Urea pharmacokinetic equation systems have contributed to better understanding of treatment dose among hemodialysis patients. The methods are indirect, however, and require the measurement of blood urea nitrogen (BUN) concentration before and after a dialysis session to estimate the total treatment dose that clinicians prescribe [urea clearance x dialysis time (Kt)] indexed to an estimate of body size [the volume of urea distribution in the body (V)] yielding the ratio, Kt/V. New technology permits direct on-line measurement of average small molecule clearance (Kecn) during each dialysis treatment that can be multiplied by time (t) to give a direct measurement of total treatment dose (Kt). This study evaluated the relationship of measured Kt with death risk. It also evaluated the relationship of simple body size measures to risk and also the combination of one such measure [body surface area (BSA)] with Kt to death risk.

METHODS:

The data were taken from the Fresenius Medical Care (NA) (FMCNA) clinical database that included patients who had outcome data, height and weight measurements, and at least one average Kecn and t measurement during April 2002. Kecn, t, and the body size measures [body weight, body mass index (BMI), and BSA)] were averaged during the month.
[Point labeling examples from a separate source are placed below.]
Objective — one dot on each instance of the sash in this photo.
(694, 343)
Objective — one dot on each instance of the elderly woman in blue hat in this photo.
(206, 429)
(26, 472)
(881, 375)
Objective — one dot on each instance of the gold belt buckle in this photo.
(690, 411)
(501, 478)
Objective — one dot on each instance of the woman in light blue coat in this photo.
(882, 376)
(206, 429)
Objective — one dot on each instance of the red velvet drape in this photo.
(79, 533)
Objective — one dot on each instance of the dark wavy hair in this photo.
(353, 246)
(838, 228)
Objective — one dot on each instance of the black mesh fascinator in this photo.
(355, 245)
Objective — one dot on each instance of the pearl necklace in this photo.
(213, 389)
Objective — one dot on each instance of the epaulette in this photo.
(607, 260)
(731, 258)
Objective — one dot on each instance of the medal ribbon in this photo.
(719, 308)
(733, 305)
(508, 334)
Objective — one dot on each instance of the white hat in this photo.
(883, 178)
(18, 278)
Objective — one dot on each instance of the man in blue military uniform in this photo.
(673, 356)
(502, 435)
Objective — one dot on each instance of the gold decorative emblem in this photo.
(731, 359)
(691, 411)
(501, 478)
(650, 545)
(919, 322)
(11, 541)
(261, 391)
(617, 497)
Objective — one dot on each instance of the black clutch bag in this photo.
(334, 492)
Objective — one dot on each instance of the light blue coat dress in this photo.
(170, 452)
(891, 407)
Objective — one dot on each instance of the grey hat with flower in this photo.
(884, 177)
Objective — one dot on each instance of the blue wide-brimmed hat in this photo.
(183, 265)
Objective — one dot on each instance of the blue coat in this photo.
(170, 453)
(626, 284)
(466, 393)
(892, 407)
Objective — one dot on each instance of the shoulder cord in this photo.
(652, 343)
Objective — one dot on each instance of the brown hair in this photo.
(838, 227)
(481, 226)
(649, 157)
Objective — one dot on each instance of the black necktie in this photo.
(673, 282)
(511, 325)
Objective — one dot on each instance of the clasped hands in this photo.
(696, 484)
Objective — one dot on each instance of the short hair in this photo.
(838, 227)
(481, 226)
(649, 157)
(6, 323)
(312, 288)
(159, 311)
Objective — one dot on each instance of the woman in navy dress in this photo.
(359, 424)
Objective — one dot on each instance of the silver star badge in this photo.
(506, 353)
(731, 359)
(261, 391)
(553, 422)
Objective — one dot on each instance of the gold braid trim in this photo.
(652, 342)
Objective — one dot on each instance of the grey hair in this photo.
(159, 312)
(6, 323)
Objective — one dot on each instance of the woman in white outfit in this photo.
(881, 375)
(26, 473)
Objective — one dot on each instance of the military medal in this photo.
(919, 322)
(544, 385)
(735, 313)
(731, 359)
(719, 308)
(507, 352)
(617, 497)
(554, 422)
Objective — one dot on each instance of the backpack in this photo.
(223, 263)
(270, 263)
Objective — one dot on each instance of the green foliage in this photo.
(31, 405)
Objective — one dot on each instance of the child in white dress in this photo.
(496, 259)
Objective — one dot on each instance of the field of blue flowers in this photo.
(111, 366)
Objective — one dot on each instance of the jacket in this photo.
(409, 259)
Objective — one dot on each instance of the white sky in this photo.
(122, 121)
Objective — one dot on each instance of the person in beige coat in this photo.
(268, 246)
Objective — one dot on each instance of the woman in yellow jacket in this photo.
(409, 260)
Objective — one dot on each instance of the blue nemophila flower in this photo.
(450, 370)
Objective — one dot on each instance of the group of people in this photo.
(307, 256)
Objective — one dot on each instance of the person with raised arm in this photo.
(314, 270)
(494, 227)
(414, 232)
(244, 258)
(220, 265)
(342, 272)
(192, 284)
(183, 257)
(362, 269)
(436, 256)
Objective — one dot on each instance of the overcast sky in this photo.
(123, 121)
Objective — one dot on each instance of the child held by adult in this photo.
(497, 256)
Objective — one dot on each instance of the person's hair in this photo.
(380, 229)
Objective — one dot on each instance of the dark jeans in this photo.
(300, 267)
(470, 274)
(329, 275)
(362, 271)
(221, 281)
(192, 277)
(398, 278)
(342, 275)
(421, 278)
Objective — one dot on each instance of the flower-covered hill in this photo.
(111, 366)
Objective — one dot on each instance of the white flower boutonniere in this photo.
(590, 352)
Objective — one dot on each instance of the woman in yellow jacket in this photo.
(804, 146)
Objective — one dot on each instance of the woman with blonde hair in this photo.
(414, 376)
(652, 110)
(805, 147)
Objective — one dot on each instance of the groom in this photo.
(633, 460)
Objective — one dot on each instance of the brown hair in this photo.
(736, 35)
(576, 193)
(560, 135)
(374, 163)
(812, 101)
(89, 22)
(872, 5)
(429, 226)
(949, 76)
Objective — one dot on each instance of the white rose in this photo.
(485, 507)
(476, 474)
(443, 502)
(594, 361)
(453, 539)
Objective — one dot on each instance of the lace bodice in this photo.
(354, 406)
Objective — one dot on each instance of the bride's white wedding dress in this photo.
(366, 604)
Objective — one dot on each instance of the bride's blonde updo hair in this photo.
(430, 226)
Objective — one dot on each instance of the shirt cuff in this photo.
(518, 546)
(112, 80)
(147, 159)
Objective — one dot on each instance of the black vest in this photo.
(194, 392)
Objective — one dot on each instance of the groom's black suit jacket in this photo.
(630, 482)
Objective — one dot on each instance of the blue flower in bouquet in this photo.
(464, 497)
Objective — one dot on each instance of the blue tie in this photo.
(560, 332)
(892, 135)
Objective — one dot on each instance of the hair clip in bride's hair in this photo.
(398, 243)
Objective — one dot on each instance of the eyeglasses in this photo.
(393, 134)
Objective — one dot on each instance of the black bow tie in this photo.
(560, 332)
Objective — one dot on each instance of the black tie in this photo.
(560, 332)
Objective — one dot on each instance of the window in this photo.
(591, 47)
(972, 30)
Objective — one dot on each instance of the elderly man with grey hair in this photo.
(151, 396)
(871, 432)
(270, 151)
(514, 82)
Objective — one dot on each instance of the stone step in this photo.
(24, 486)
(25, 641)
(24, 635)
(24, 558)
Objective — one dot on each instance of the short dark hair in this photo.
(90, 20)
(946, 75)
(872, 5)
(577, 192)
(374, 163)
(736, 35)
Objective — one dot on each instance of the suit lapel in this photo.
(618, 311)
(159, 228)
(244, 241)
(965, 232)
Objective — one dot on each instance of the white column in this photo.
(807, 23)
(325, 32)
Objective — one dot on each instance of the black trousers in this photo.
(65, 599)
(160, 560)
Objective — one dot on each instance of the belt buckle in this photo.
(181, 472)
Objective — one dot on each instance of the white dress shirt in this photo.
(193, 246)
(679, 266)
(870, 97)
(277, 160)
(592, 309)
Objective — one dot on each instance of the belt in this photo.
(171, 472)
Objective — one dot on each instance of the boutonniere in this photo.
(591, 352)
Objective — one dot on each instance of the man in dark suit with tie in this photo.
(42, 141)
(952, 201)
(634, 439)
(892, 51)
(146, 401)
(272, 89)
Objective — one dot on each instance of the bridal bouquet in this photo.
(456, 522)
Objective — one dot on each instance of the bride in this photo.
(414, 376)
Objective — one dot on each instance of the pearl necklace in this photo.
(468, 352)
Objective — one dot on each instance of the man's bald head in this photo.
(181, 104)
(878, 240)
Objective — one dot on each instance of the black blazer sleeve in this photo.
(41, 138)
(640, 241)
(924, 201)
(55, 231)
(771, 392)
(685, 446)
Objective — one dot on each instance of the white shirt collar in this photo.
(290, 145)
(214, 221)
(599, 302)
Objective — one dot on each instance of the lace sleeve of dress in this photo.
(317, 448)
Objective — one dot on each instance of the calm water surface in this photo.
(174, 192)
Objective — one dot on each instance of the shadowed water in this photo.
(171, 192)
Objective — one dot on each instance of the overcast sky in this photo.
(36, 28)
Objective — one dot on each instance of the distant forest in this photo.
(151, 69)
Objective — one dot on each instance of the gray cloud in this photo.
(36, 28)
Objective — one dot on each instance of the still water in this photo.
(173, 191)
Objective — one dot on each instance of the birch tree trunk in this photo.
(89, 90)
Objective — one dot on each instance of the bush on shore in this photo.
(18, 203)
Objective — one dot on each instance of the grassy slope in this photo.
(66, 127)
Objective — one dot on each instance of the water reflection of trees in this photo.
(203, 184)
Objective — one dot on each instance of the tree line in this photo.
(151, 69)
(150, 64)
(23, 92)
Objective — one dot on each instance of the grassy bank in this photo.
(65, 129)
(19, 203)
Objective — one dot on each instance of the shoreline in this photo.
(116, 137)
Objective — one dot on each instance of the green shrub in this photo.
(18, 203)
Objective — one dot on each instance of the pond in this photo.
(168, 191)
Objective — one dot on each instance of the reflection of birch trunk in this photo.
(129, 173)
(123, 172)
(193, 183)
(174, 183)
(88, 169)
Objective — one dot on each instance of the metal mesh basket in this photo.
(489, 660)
Those values were used as predictors of survival during the next 1 year in unadjusted and case mix adjusted proportional hazards (Cox) models.

RESULTS:

Increasing values of Kecn, t, Kt and all of the body size measures were associated with lower death risk. The body size measure most closely associated with risk was the BSA that was used in subsequent models. Kt and BSA were independent risk predictors. There was a significant interaction between Kt and BSA in the case mix but not the unadjusted model indicating that the risk burden of lower total dialysis dose, Kt, may be greater among small than large patients.

CONCLUSION:

The direct measurement of dialysis dose during each treatment is practical and the values reported by it are clinically relevant. Higher dose was associated with better survival in both small and large patients treated three times weekly. Furthermore, smaller patients may require proportionately greater total dose than larger patients to achieve comparable survival.